Claudia Gusenbauers Dissertationsvorhaben am Institut für Holztechnologie und Nachwachsende Rohstoffe am BOKU-Standort Tulln wurde im Rahmen des Science Call Dissertationen von der NFB gefördert. Nunmehr hat sie eine Fixanstellung an diesem Standort erhalten. „Ich bin nun als Universitätsassistentin an der BOKU tätig und forsche weiterhin an der Entwicklung von funktionellen Holzmaterialien. Wir wollen durch verschiedene Modifizierungsmethoden die Funktionen von Holz erweitern und so eine breitere hochtechnologische Anwendung des Werkstoffes ermöglichen. Für diese Position war ein Abschluss eines Doktorats benötigt, welcher mir durch die Unterstützung des Landes Niederösterreich ermöglicht wurde, und somit hat sich diese Förderung positiv auf meine wissenschaftliche Karriere ausgewirkt“, so Claudia Gusenbauer.
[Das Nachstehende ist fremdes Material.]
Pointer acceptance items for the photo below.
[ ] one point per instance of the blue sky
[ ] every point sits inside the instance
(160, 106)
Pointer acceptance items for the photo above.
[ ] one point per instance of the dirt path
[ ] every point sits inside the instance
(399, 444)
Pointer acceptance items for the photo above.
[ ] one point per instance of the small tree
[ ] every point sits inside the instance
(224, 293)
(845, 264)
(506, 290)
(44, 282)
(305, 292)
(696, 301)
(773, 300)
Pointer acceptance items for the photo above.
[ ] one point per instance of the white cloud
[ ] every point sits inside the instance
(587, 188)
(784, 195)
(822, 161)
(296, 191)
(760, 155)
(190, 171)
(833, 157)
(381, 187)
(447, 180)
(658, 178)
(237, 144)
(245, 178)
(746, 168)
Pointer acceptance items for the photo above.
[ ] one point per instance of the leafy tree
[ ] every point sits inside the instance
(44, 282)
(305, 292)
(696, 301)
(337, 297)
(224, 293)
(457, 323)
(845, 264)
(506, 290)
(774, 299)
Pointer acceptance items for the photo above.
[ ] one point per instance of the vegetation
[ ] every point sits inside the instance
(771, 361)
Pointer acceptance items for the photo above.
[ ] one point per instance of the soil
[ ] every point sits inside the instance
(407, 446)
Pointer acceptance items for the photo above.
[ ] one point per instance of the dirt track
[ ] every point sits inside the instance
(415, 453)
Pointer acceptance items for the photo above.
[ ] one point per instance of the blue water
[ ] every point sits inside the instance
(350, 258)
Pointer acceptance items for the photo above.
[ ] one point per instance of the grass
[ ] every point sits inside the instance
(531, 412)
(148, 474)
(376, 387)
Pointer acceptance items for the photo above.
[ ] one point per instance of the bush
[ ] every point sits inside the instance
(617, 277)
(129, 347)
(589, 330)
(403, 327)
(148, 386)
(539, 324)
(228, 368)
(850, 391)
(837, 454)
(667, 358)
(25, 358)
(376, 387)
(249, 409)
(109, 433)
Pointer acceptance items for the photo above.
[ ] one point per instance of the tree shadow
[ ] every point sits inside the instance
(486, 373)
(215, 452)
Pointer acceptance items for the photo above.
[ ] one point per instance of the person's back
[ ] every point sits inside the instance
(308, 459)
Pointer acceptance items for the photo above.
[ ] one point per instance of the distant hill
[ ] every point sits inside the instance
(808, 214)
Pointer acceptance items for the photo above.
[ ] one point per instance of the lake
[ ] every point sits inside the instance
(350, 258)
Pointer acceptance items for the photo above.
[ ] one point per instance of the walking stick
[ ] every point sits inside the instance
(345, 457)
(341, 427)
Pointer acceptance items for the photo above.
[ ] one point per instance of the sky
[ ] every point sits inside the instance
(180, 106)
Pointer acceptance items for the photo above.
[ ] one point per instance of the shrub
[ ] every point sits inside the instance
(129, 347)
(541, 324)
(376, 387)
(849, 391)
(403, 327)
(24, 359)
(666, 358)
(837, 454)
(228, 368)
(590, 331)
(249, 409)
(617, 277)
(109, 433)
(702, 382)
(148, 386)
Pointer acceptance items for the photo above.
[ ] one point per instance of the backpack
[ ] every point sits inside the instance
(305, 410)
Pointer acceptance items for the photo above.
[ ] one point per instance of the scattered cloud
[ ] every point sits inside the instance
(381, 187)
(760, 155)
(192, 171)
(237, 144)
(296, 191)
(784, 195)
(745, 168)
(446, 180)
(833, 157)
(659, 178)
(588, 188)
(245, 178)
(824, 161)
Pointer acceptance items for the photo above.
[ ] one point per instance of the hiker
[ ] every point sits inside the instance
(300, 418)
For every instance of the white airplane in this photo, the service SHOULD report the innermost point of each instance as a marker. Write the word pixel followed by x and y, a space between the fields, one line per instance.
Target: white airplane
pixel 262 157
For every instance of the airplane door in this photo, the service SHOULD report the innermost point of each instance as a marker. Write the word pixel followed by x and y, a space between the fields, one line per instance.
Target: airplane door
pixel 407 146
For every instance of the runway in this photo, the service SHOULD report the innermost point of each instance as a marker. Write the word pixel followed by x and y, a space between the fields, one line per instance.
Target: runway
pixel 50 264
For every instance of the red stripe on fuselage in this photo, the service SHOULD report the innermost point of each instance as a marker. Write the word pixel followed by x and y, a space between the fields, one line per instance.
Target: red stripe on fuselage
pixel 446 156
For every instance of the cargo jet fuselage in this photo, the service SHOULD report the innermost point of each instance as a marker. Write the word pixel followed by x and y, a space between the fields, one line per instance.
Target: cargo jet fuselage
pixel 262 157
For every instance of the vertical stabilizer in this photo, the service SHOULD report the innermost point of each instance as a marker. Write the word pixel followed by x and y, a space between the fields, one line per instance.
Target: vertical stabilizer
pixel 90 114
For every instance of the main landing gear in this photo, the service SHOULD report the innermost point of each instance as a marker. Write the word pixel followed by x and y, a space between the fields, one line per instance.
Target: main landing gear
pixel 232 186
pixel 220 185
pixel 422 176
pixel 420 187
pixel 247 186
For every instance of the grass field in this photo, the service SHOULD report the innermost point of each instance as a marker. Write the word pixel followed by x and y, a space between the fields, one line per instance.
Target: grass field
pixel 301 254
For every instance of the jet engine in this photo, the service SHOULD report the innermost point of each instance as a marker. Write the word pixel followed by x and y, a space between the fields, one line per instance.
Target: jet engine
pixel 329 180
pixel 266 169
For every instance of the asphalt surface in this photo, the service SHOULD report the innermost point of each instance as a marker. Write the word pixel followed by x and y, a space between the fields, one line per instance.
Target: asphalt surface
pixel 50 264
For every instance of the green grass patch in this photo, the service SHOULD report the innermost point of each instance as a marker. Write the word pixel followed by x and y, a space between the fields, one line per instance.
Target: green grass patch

Beschäftigung für Forschungsthema

Brian Horsak vom Department Gesundheit von der FH St. Pölten erhielt über die Calls der NFB bereits zahlreiche Förderungen

„Möchte man sich als Forscherin oder Forscher, vor allem als Jungforscherin oder Jungforscher in einem Fachgebiet etablieren, so muss man die Möglichkeit haben, sich beständig über einen längeren Zeitraum von idealerweise mehreren Jahren durchgehend mit einem Forschungsthema zu beschäftigen. Erst das erlaubt es, die nötige Tiefe in einem Fachgebiet zu erlangen, um somit mit der Forschung zum Wohl unserer Gesellschaft beitragen zu können. Genau diese Möglichkeit haben mir die Calls des Landes Niederösterreich der letzten Jahre gegeben. Ohne diese Finanzierung wäre es mir nur sehr schwer bis vermutlich gar nicht möglich gewesen, meine Forschung im Bereich der Biomechanik, Rehabilitation und Digitalisierung nachhaltig aufzubauen. Dank dieser Förderung betreiben wir aber heute Forschung, die für den medizinischen Alltag in der Gang- und Bewegungsanalyse und Rehabilitation relevant ist. Dafür bin ich sehr dankbar und zugleich auch sehr stolz darauf.“

Claudia Gusenbauer, Landeshauptfrau Johanna Mikl-Leitner und Brian Horsak.
 Claudia Gusenbauer, GFF-Geschäftsführerin Barbara Schwarz, Landeshauptfrau Johanna Mikl-Leitner und Brian Horsak.